Mia madre mai in tutta la vita, nemmeno quando sono stata due mesi in casa dopo una polmonite (forse presa per capelli asciugati male), mi ha detto: “Ma non esci mai?”. Fin da quando ero piccola diceva che mi lanciavo nei pozzi pur di uscire e che se qualcuno me l’avesse chiesto sarei andata ovunque, “anche in fondo a un pozzo”: adesso ogni volta che faccio tardi la sera o parto ho la visione di me che prendo la rincorsa a occhi chiusi e mi lancio in un pozzo, ma non è mai un pozzo qualunque, è proprio il pozzo che una mia compagna di scuola aveva in giardino (andavo da lei il sabato pomeriggio e mia madre diceva: attenta al pozzo, non ti ci buttare. Anche se da cento anni era chiuso da una grata di ferro cementata. Era una battuta, io non la capivo). Insomma io, bersaglio di tutta l’ingiustizia del mondo, ho rotto l’armadio con una cinghiata e non ho mai ammesso di averlo fatto.

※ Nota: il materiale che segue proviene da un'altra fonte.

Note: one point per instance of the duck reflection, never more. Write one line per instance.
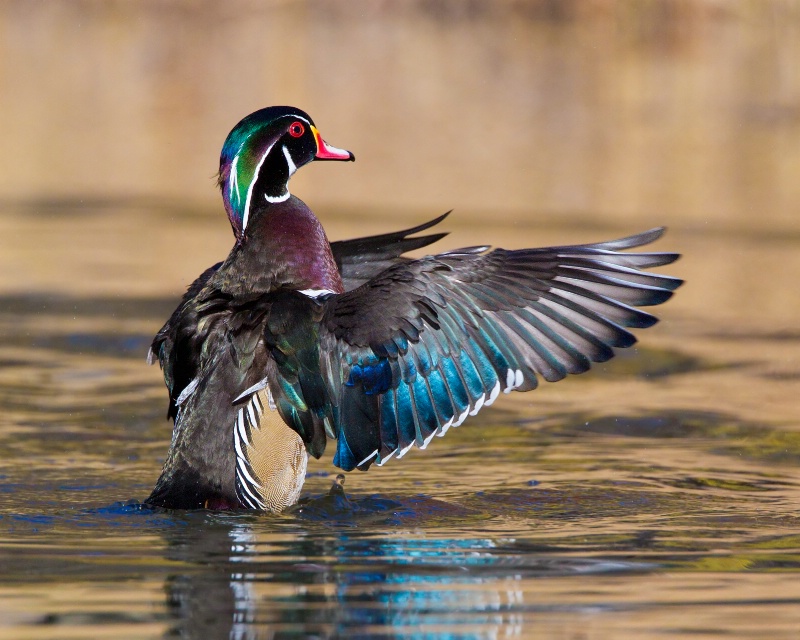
(248, 577)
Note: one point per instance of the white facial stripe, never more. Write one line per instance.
(289, 161)
(252, 184)
(233, 181)
(280, 198)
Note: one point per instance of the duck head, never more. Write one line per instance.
(261, 153)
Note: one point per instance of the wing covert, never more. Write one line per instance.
(426, 343)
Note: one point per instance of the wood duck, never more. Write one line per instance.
(293, 340)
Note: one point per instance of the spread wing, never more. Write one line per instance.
(428, 342)
(364, 258)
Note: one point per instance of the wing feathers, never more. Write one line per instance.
(428, 342)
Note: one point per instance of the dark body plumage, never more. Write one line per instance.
(352, 341)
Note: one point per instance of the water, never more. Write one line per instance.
(654, 497)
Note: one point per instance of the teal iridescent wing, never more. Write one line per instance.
(423, 345)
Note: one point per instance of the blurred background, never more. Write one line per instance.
(671, 472)
(580, 114)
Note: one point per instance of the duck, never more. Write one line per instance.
(294, 341)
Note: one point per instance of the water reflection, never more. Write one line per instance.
(248, 583)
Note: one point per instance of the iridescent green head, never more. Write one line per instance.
(261, 153)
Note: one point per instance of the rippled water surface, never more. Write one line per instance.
(655, 497)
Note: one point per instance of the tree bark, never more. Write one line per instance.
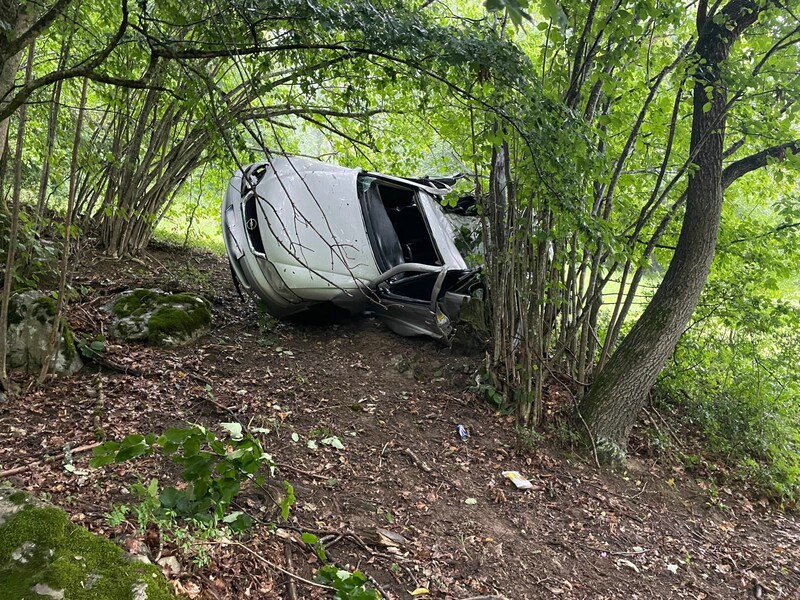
(617, 396)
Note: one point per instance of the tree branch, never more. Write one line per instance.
(86, 70)
(741, 167)
(22, 40)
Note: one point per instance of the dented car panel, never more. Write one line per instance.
(299, 233)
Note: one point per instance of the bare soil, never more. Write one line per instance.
(656, 531)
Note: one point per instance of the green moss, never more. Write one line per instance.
(18, 497)
(14, 316)
(66, 557)
(169, 321)
(44, 309)
(69, 341)
(136, 303)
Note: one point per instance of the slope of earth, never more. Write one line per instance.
(363, 424)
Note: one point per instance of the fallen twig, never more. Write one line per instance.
(47, 459)
(302, 472)
(278, 567)
(420, 463)
(287, 553)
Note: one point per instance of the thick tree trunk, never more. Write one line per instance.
(617, 396)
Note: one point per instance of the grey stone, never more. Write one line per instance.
(30, 319)
(42, 589)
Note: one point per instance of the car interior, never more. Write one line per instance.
(396, 226)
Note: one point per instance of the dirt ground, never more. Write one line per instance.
(394, 403)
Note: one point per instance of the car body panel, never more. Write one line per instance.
(297, 234)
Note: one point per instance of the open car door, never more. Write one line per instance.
(418, 299)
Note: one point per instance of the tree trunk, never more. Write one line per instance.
(617, 396)
(19, 18)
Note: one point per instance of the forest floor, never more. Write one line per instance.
(656, 531)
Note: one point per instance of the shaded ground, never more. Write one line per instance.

Mamma, sono passati almeno venticinque anni, adesso ho il coraggio di dirti che a fare un buco nell’anta dell’armadio non è stata la signora delle pulizie, cleptomane e alcolizzata, quella con la figlia cleptomane ma non alcolizzata: ho dato la colpa a lei perché mi sembrava più facile, anche se abominevole, ma sapevo che a una donna cleptomane e alcolizzata, quindi già piena di problemi, non avresti mai detto nulla. Comunque adesso quell’armadio grande e è stato smontato e spedito in Marocco, nella casa della moglie del muratore a cui l’hai regalato. E’ stato rimontato, un po’ storto, nella stanza delle bambine, quasi adolescenti: ti hanno mandato la foto dal Marocco e me l’hai mostrata. Si vede ancora bene, e mi ha provocato un brivido di fierezza, l’impronta della mia profonda, centralissima cinghiata. Spero che a quelle bambine porterà fortuna, e spero che tradiranno spesso la madre, ma riempiendola comunque di aspettative. Una madre che fingerà di non accorgersi, poi, di quando le figlie prenderanno la rincorsa, chiuderanno gli occhi e andranno felici a buttarsi nei pozzi. Cieche, ma in volo.